Pakistan's Mob Democracy

Mob democracy is a violent form of direct democracy, periodically activated in Pakistan to confuse, frighten, and undermine representative governments established under the Pakistan Constitution.
These days, a mob led by a charismatic politician and a cult figure is marching toward the nation’s capital, Islamabad, to demand that the Prime Minister resign and the national parliament be dissolved. The Pakistan high courts, including the Supreme Court, have ruled that such demands, no matter how popular, are unconstitutional and may even amount to treason.

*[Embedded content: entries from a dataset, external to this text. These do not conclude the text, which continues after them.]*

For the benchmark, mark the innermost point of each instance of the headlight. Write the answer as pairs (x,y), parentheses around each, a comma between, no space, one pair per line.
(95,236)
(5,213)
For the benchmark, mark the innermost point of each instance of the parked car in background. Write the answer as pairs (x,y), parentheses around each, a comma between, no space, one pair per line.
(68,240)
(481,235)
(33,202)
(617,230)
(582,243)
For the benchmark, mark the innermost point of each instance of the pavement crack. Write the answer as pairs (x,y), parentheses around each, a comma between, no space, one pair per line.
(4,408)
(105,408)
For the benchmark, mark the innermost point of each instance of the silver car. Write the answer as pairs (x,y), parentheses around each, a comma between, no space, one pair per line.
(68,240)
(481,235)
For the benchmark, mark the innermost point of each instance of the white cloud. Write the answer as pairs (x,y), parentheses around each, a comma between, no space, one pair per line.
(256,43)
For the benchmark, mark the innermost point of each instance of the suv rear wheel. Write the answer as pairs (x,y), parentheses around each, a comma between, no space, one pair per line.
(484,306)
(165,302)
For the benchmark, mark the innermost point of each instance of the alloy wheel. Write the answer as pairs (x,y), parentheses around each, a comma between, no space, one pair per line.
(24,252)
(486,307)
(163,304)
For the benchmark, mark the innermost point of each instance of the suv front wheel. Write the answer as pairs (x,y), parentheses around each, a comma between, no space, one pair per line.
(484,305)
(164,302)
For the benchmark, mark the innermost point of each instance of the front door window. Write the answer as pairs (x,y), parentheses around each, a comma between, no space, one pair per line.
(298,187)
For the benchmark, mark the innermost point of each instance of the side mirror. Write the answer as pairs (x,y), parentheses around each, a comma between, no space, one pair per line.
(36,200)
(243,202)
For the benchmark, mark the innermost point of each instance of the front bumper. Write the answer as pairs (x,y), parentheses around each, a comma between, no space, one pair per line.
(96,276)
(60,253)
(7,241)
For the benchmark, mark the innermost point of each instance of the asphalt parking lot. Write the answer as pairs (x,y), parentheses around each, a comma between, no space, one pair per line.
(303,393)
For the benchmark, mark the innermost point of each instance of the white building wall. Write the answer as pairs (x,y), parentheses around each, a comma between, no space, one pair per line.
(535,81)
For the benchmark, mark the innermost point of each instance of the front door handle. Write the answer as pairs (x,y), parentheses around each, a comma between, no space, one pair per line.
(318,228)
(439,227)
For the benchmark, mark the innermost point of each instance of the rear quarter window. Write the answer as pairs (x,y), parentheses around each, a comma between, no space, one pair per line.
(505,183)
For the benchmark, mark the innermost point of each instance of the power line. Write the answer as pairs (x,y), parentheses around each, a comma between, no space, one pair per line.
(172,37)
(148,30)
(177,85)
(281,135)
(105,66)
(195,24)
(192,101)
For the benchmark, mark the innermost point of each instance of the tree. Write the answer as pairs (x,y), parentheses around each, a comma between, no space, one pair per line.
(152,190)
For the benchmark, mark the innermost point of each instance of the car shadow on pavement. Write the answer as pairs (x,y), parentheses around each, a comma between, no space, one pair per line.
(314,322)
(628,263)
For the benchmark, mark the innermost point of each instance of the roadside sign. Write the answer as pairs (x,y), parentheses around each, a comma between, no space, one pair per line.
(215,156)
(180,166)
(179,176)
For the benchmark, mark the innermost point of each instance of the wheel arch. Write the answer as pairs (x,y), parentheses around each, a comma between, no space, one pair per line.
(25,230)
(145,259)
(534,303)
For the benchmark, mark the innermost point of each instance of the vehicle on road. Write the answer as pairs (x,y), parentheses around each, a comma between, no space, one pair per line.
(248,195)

As a system, direct democracy is not the same as representative democracy. Under direct democracy, the decisions are made by the people without a parliament or any other intervening institution. Historically, direct democracy has been a viable political method for decision-making in small cities and towns. In modern nations, referendums and initiatives are the procedures of direct democracy used to settle political questions and make constitutional changes with popular support.
Most nations of the world have rejected direct democracy in favor of representative democracy –a form of indirect democracy under which the people elect a parliament (unicameral or bicameral) and authorize the parliament to make laws, set national policies, form governments, and amend the constitution. Pakistan is a layered representative democracy under which each of the four provinces as well as the federation elects a separate parliament by means of popular vote.
By contrast, mob democracy is popular agitation that thrives on turmoil. It arouses the people to paralyze the government through protests, sit-ins, and the so-called long marches. The leaders heading the mob democracy may use passionate rhetoric, pose open or veiled threats to execute the rulers, and may instigate the mob to disobey the parliament, the courts, the police, and other enforcement agencies critical for the maintenance of law and order.
In defending their course of action, the proponents of mob democracy may invoke several modern human rights, including the right to free speech, the right to association, the right to petition, and the right to justice, to argue that the mob pressure is necessary to unseat the members of an “illegitimate” parliament or the “corrupt” heads of government and state. The proponents may also invoke the right to food, shelter, and other social and economic rights to demand that the system be changed and a new constitution be established.
In Pakistan, where the masses are poor and the basic amenities of life are unavailable, mob mutineers know that they can easily excite the masses by painting the rulers as greedy accumulators of wealth for personal gain. The allegations of rigging the elections are also popular excuses to challenge the government.
In hot summer months made worse due to shortage of electricity, the passions can run high and a credible case can be made that the government is incompetent and doing little to remedy the problems the people face.
Mob democracy is popular in Pakistan because the politicians of all parties are steeply engrossed in inter-personal power politics. They see gaining power as a game and not a responsibility to solve problems.
Like the contentious princes of the Moghul Empire, Pakistani politicians spend most of their time and resources in hatching conspiracies to keep or snatch away the throne. Few of them believe that great service to the nation can be rendered by sitting in the opposition and doing the nitty-gritty legislative work.
Gaining executive power is the most valued dream of most Pakistani politicians. Even the provincial executive power does not satisfy their love of personal glory and ambition.
The people of Pakistan need to understand that mob democracy is the worst form of government, worse than the military rule. Mob democracy disrupts normal life, undermines the rule of law, discourages foreign investments, and devalues the national currency. In the fold of mob democracy, the people who suffer the most are ordinary workers and families with limited resources.
The Pakistani media have a special obligation to teach the nation that mob democracy undermines representative democracy, which is neither perfect nor efficient. In every country, representative democracy favors persons with money and networks. It benefits influential families. Yet in an imperfect world, representative democracy delivers more social and economic freedom than any other form of government.
In the final analysis, Pakistan must conclude that the constitutional continuity of democracy is better than rosy revolutions.